Makala

Emmanuel Gras

Emmanuel Gras, 2017. Critique du père Denis Dupont-Fauville.

Une aventure humaine. Makala nous fait découvrir une extraordinaire tranche de vie, celle d’un Congolais qui ne peut faire subsister les siens que grâce à la vente du charbon, « Makala » dans l’idiome local. Un petit bout d’homme qui, dans la brousse autour de son village, choisit un arbre, le coupe, le débite, avant de recouvrir de terre le tas ainsi constitué pour l’enfumer une semaine durant et ainsi obtenir du charbon. Charbon qu’il entasse dans des sacs, bientôt amoncelés sur une frêle bicyclette, laquelle sera poussée des jours durant, à bout de bras, sur les sentiers qui mènent à Kolwezi, la grande ville où tout s’achète et se vend. Chaque étape semble impossible : immensité de l’arbre face au petit paysan, immensité du tas de sacs sur son engin de fortune, immensité de la distance qu’il lui faut parcourir, immensité de la patience qu’il lui faut déployer pour surmonter les coups du sort et les aléas du marché. La caméra l’accompagne à hauteur d’homme, prend le temps de s’arrêter avec lui, de contempler sa famille, d’observer ceux qui l’abordent. À la fin, malgré le décalage du contexte et de la langue, le spectateur en vient à ressentir ses sentiments intérieurs, à éprouver cette humanité qui se révèle au long de cette traversée commune.

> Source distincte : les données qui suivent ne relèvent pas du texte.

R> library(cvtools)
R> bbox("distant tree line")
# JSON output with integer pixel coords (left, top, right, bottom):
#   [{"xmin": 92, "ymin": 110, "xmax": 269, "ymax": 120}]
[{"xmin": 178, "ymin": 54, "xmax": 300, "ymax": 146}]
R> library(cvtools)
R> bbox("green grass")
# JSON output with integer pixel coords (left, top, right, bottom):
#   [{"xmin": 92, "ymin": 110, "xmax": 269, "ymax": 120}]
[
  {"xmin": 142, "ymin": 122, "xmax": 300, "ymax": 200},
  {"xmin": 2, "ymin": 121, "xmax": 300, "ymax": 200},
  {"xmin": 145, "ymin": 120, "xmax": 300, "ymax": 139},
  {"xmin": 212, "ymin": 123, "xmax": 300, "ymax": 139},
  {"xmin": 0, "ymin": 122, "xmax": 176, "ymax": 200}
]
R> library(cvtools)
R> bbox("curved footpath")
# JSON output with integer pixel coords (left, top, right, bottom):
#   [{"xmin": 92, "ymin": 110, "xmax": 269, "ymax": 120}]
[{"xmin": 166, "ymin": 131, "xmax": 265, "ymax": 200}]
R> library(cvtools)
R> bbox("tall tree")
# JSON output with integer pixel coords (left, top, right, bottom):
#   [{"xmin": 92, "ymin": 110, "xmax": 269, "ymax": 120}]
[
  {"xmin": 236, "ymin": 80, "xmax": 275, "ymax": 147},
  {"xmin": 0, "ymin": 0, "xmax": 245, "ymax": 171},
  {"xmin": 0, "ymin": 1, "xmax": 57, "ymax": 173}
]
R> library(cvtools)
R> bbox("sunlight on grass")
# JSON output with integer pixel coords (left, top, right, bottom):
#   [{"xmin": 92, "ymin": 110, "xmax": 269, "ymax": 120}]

Une méditation sur notre monde. Quoiqu’éloigné de nous, l’univers que nous contemplons ne nous est pas étranger. Au contraire : les mécanismes que nous voyons à l’œuvre sont ceux de notre globalisation. Montée des villes et marchandisation des denrées les plus élémentaires, promiscuité de populations déracinées et tensions menaçant l’harmonie des familles, rêves de richesse et dépouillement des plus faibles, promesses des échanges commerciaux et désarroi devant la dissolution des liens sociaux. C’est bien notre logique qui déborde sur cet environnement au premier abord si exotique, nos raisonnements qui se réfléchissent dans les contraintes implacables exercées sur ce modeste Sisyphe. Les racketteurs prospèrent, la saleté et le vacarme servent de toile de fond, l’argent pourrit tout. Le paysan est prêt à se sacrifier pour que sa fille reçoive une éducation en ville, mais quel est le sens d’un monde qui ne fournit d’élémentaires médicaments qu’au prix de journées entières de travail ? La fraternité s’exprime encore en paroles, mais quelle transcendance unit encore ces masses de plus en plus indifférenciées ?

Un parcours spirituel. Tout commence dans un jardin immense et dans la lumière du jour. Puis vient l’obligation de travailler de ses mains, de gagner sa nourriture à la sueur de son front. Après la case du couple originel viennent la solitude et la peur, la fatigue et l’adversité. Pour entrer dans la cité d’où l’argent jaillit comme un fleuve, il faudra surmonter l’obscurité du trajet, du désenchantement et des tentations. Pourtant, au bout du chemin jaillit une lumière nouvelle, celle d’une baraque abritant une église évangéliste. Toute la nuit, des malheureux y prient Jésus. Quel Jésus, de quelle manière ? Rien n’est vraiment fixé et tout est cohérent. Chacun à sa manière, les éprouvés confient à Dieu leurs malheurs et leur vie. Alors revient en mémoire la prière par laquelle avait commencé cette odyssée : « Seigneur Jésus, donne-moi la force et le courage, que je puisse nourrir ma famille ». Au terme et à l’origine, c’est la foi qui nourrit l’espérance et seule arrive à donner un sens au-delà des raisonnements inéluctables. La traversée de la nuit nous conduit au chant baptismal des pauvres, parfois si déroutant.

Veilleur, où en est la nuit ? Celui qui aura parcouru cette route saura que la nuit n’est pas terminée mais qu’elle est rejointe par une lumière plus profonde, qui permet à l’homme de ne pas renoncer. « Makala », le charbon congolais, aura aussi éclairé nos routes occidentales, si lumineuses qu’elles osent se prétendre.